LIS 7010: Reading Response for September 21, 2011

LIS 7010 (Intro to Library and Information Science)

Reading Response for September 21, 2011

– Rubin, Foundations of Library and Information Science, 3rd edition, Chapters 3 & 4
– Haycock and Sheldon, The Portable MLIS, Appendices J & K
OCLC Perceptions of Libraries, 2010

Somewhat randomly this summer (I was googling the acronym MPOW, which apparently stands for “my place of work”), I came across a blog post by K. G. Schneider, a.k.a. Free Range Librarian, in response to a speech by McMaster University’s research library director Jeff Trzeciak (“Thoroughly Modern Karen: A Response to Jeff Trzeciak”). According to Schneider, Trzeciak noted that the future of the research library involved hiring PhDs in subject areas and information technology specialists rather than librarians-as-such, ostensibly those with master’s degrees in library science.
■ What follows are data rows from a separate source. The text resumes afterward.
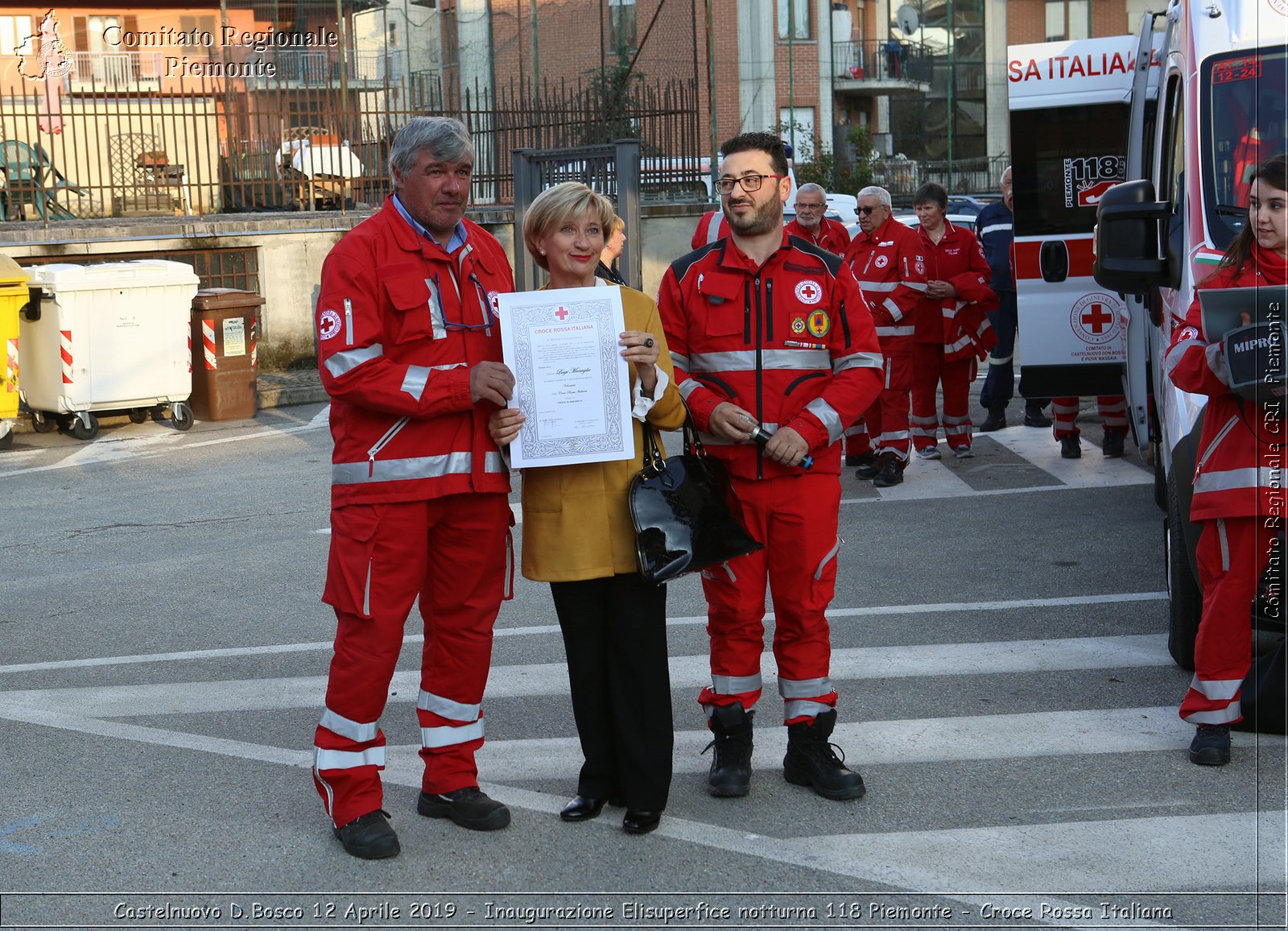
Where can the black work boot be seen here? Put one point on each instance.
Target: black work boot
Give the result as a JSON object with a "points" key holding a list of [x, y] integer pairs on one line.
{"points": [[731, 765], [811, 759], [996, 420]]}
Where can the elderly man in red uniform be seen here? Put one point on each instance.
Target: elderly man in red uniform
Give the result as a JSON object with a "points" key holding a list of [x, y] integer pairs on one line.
{"points": [[811, 223], [766, 330], [410, 354], [889, 262], [952, 329]]}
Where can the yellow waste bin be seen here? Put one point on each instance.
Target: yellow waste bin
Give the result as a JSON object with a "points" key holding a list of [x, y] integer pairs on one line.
{"points": [[13, 297]]}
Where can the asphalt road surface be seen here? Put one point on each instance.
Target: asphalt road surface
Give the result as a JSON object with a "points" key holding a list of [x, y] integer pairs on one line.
{"points": [[998, 645]]}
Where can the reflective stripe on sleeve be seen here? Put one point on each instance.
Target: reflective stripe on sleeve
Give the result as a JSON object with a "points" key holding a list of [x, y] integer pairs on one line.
{"points": [[805, 688], [734, 685], [348, 759], [349, 360], [354, 730], [415, 381], [431, 738], [828, 414], [446, 708], [405, 470]]}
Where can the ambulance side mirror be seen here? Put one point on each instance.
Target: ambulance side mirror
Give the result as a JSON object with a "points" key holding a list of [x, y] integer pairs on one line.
{"points": [[1129, 259]]}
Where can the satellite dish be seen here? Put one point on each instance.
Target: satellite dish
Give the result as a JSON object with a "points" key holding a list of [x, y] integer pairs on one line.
{"points": [[907, 19]]}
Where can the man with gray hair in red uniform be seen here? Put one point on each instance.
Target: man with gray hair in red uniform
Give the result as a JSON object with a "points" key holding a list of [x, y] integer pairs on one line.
{"points": [[410, 354]]}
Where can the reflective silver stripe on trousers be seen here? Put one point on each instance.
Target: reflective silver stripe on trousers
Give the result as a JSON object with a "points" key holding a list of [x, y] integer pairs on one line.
{"points": [[349, 360], [1236, 480], [348, 759], [745, 360], [407, 470], [450, 737], [804, 710], [830, 418], [734, 685], [832, 552], [858, 360], [414, 383], [805, 688], [1216, 689], [1219, 716], [446, 708], [354, 730]]}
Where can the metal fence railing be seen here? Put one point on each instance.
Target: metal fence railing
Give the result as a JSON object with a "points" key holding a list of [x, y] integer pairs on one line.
{"points": [[134, 139], [882, 61]]}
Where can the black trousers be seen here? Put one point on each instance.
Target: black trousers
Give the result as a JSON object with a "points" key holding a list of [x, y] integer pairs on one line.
{"points": [[615, 636]]}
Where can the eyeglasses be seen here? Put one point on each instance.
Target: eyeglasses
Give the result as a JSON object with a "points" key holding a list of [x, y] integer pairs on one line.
{"points": [[750, 182]]}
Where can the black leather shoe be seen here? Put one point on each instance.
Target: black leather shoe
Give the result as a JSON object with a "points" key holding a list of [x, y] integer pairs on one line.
{"points": [[583, 809], [641, 821], [869, 466], [467, 808], [369, 837], [1211, 746]]}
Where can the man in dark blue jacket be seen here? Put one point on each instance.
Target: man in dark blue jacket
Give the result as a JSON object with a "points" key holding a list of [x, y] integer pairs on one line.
{"points": [[995, 230]]}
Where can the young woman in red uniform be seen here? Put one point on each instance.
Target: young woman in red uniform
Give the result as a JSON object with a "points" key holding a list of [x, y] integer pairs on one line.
{"points": [[1238, 494]]}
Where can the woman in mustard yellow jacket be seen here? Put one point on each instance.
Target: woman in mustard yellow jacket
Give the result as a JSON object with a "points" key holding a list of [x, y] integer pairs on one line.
{"points": [[577, 536]]}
The speech was clearly a provocation for the world of librarianship, and Schneider offers one spirited defense of librarians’ embrace of the changing world of information technology and library user services (although the defense often veers harshly towards ad hominem attacks).

The debate raised by Trzeciak’s critique of an outmoded library that is resistant to change is worth considering in light of this week’s readings about the history of librarianship’s professionalization since the late nineteenth century. That history has involved related issues such as determining the appropriate kind of education/training for library workers as well as how to adjudicate the tension between library science and information science in a world of rapidly changing information technologies. Much of the furor raised by librarians in response to Trzeciak’s prognostications were about his devaluing of the kind of training that librarians receive in their graduate education and his insistence on the need for new and different competencies.

With regards to the second issue about perceived incompatibility between library science and information science, one distinction that Rubin draws is that the former focuses on education and literacy in the institution and physical structure of the library while the latter is centered on information access in more decentered and networked environments. I find this distinction useful even as it seems to oversimplify the issue at hand. My own take on the issue is that the library as an institution offers a rich history as well as an important infrastructure for access to books and other information, and as such, it is more useful to consider ways of holding on to what libraries offer in terms of services while transforming them for emerging technologies rather than abandoning them wholesale for a brave new world of digital information. Rubin also emphasizes how libraries promulgate democratic values, and in this capacity, it is worth mobilizing libraries as a social site and a socially-relevant actor in education and providing information for the public.

Question for consideration: What are the pros and cons of continuing to invest in libraries in the twenty-first century as centers of information, literacy, and education?